Today is the last day of ECCV 2010, so the best papers are already announced. Although I was not there, a lot of papers are available via cvpapers, so I eventually run into some of them.
Best papers
The full list of the conference awards is available here. The best paper is therefore "Graph Cut based Inference with Co-occurrence Statistics" by Lubor Ladicky, Chris Russell, Pushmeet Kohli, and Philip Torr. The second best is "Blocks World Revisited: Image Understanding Using Qualitative Geometry and Mechanics" by Abhinav Gupta, Alyosha Efros, and Martial Hebert. Two thoughts before starting reviewing them. First, the papers come from the two institutions which are (arguably) considered now the leading ones in the vision community: Microsoft Research and Carnegie-Mellon Robotics Institute. Second, both papers are about semantic segmentation (although the latter couples it with implicit geometry reconstruction); Vidit Jain already noted the acceptance bias in favour of the recognition papers.

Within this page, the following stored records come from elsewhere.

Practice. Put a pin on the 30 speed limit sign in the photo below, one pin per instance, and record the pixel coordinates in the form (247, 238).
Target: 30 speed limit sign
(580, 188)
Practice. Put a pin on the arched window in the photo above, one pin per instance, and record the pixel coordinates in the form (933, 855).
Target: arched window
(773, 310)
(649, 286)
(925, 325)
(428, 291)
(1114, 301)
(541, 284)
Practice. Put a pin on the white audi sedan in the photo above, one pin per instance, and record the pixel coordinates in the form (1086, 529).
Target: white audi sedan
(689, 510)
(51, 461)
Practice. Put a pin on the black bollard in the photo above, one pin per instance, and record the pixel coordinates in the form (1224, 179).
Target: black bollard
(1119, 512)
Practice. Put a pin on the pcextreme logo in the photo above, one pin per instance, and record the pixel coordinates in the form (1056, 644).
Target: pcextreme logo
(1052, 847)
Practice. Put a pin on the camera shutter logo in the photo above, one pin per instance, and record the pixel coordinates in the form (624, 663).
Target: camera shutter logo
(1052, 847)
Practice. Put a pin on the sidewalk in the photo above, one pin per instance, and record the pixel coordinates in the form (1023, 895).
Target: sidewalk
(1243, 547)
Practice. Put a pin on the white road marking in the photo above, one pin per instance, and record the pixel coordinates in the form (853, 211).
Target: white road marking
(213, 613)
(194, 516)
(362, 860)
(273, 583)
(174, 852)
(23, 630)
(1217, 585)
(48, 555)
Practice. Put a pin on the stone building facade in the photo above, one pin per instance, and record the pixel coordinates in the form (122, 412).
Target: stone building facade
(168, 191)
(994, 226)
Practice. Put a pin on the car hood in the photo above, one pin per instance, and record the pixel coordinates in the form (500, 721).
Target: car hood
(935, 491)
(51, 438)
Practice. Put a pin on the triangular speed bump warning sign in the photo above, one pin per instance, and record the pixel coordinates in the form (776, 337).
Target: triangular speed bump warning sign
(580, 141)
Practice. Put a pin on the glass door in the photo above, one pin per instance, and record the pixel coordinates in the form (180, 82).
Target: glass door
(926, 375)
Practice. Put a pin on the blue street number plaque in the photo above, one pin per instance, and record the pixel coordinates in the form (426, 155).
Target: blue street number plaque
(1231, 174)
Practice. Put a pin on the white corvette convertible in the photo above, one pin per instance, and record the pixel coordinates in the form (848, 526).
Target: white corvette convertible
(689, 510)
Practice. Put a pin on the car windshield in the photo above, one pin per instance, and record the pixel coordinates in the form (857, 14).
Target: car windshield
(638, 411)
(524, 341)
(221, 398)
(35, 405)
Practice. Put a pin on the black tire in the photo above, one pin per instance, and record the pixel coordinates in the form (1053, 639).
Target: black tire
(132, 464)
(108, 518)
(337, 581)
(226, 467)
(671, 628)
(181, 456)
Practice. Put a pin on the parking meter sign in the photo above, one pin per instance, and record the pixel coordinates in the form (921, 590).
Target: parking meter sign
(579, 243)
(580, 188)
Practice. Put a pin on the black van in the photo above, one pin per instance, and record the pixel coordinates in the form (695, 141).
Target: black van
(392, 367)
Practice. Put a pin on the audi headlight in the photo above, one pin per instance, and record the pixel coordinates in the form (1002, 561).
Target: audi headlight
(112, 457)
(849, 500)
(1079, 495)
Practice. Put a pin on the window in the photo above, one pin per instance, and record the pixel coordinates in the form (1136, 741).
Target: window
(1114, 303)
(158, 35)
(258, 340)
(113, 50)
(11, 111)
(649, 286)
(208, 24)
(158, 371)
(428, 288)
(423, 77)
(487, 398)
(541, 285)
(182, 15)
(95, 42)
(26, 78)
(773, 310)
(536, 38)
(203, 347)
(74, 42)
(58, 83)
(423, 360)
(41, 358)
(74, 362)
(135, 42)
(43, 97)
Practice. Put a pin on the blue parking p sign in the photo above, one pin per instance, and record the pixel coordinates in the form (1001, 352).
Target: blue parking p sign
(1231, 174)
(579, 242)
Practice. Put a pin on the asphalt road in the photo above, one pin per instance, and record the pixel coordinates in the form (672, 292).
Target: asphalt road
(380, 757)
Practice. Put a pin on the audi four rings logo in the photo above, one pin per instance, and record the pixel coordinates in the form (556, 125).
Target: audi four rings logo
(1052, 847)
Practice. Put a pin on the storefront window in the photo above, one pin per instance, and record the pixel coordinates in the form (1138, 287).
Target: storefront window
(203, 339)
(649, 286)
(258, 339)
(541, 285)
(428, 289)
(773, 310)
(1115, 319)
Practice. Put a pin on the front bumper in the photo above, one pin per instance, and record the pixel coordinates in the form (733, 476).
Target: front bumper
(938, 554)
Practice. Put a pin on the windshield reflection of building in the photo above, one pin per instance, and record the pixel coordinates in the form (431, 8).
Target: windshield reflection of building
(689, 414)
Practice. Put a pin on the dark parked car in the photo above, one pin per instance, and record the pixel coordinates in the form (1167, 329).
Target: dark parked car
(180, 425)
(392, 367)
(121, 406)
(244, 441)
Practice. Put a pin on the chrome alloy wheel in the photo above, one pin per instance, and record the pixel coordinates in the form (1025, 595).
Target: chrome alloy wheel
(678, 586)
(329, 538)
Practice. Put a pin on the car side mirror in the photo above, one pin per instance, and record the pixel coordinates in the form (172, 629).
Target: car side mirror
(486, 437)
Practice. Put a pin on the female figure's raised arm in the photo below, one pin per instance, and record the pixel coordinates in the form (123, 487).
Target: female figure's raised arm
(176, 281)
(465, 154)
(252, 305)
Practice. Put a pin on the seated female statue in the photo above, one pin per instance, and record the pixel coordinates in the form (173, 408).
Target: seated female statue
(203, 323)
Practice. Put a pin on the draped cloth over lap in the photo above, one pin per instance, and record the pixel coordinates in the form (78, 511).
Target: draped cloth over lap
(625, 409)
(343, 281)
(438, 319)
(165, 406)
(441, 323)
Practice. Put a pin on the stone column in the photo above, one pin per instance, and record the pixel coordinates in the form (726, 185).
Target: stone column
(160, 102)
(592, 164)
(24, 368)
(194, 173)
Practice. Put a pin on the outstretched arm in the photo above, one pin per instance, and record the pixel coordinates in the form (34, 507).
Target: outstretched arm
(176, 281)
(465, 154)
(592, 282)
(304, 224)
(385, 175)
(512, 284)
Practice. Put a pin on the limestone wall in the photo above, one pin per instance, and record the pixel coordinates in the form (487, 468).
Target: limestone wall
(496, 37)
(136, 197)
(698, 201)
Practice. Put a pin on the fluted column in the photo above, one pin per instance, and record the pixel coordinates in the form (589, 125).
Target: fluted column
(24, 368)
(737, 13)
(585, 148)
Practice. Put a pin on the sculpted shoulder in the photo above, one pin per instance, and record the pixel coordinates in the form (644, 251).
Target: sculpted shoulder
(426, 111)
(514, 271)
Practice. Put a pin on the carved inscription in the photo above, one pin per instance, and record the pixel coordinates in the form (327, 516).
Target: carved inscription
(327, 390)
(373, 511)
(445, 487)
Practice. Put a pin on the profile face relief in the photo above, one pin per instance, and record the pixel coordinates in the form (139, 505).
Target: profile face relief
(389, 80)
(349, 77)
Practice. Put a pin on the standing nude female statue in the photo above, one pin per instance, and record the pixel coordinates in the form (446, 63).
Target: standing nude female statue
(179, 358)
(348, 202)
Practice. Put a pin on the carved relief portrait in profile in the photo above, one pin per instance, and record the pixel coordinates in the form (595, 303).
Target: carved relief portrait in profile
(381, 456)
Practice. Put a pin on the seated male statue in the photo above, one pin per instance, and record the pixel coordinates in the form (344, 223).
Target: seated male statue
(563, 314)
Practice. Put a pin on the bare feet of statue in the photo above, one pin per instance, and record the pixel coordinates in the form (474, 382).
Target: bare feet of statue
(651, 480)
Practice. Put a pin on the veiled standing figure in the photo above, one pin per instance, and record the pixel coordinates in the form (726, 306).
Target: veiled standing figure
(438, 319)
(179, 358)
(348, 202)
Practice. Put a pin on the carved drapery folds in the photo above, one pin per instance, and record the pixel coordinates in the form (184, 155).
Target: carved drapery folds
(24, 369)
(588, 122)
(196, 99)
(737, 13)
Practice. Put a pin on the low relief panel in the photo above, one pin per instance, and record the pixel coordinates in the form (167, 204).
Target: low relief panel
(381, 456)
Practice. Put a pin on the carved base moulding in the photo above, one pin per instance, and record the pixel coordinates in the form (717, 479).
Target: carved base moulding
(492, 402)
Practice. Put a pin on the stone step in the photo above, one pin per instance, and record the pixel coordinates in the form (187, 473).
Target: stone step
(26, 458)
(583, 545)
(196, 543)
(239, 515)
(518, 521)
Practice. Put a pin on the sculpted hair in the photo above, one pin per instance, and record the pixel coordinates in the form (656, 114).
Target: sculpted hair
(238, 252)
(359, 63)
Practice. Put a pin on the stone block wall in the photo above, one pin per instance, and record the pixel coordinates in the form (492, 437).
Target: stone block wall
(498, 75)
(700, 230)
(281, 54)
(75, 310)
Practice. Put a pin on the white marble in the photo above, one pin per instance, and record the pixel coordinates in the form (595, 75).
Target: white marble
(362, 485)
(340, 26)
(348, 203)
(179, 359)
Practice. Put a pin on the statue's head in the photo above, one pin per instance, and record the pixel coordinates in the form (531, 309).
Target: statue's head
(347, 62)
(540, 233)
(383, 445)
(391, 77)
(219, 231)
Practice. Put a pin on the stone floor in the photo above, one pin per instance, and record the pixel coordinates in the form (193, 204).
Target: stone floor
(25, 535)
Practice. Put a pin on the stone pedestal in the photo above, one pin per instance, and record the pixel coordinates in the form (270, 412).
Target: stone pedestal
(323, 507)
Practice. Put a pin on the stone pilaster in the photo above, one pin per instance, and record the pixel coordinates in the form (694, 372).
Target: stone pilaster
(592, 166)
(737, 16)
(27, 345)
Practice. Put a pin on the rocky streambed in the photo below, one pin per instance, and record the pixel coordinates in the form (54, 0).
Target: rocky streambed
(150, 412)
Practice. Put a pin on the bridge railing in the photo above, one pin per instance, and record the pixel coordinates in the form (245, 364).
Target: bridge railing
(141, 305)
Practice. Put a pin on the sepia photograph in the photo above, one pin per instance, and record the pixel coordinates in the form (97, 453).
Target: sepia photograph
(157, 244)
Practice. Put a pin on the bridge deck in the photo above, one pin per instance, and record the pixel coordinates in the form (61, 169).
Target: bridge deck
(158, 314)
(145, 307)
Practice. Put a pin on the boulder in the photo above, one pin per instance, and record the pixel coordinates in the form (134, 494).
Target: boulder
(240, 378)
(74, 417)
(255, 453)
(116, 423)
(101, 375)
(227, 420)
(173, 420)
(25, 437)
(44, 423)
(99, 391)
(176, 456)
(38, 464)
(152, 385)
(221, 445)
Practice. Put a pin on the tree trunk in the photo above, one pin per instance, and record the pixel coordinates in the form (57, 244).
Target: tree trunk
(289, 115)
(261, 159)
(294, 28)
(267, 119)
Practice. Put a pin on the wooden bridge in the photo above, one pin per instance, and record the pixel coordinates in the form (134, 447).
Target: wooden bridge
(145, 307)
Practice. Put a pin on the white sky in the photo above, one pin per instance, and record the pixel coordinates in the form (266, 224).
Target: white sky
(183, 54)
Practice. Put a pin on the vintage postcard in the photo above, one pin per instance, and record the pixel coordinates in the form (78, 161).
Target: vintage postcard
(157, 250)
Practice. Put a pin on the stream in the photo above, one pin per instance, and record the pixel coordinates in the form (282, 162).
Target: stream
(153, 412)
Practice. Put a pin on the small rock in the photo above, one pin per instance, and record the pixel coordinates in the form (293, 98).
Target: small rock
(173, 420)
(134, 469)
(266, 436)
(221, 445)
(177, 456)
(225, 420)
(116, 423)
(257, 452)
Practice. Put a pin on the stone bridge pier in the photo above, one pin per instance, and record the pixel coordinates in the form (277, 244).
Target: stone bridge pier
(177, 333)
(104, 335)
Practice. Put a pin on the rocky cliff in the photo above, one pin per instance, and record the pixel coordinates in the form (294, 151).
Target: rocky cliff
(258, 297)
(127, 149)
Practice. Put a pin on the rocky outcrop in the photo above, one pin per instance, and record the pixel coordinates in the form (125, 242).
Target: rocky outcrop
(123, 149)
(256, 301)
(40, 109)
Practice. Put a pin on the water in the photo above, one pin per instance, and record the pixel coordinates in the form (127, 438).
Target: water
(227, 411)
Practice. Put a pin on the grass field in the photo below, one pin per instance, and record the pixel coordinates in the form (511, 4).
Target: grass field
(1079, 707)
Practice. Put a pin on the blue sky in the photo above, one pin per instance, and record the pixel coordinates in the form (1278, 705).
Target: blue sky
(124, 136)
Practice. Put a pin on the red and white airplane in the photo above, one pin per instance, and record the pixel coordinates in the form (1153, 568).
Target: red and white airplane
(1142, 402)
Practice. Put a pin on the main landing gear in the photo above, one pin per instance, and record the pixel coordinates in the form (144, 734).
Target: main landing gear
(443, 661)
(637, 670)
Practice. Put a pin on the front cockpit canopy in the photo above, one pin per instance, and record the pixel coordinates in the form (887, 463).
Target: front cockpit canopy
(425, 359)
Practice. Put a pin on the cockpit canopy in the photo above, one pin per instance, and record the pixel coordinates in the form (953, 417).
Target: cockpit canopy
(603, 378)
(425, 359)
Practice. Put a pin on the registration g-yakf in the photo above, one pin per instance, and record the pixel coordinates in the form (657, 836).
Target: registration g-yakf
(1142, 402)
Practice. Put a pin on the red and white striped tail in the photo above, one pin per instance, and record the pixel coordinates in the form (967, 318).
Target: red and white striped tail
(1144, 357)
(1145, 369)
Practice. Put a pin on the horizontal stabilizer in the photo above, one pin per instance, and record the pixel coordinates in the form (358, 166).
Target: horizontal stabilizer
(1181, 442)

Okay, the papers now. Ladicky et al. addressed the problem of global terms in the energy minimization for semantic segmentation. Specifically, their global term deals only with occurrences of object classes and invariant to how many connected components (i.e. objects) or individual pixels represent the class. Therefore, one cow on an image gives the same contribution to the global term as two cows, as well as one accidental pixel of a cow. The global term penalizes big quantity of different categories in the single image (the MDL prior), which is helpful when we are given a large set of possible class labels, and also penalizes the co-occurrence of the classes that are unlikely to come along with each other, like cows and sheep. Statistics is collected from the train set and defines if the co-occurrence of the certain pair of classes should be encouraged or penalized. Although the idea of incorporating co-occurrence to the energy function is not new [Torralba et al, 2003; Rabinovich et al., 2007], the authors claim that their method is the first one which simultaneously satisfy the four conditions: global energy minimization (implicit global term rather than a multi-stage heuristic process), invariance to the structure of classes (see above), efficiency (not to make the model order of magnitude larger) and parsimony (MDL prior, see above).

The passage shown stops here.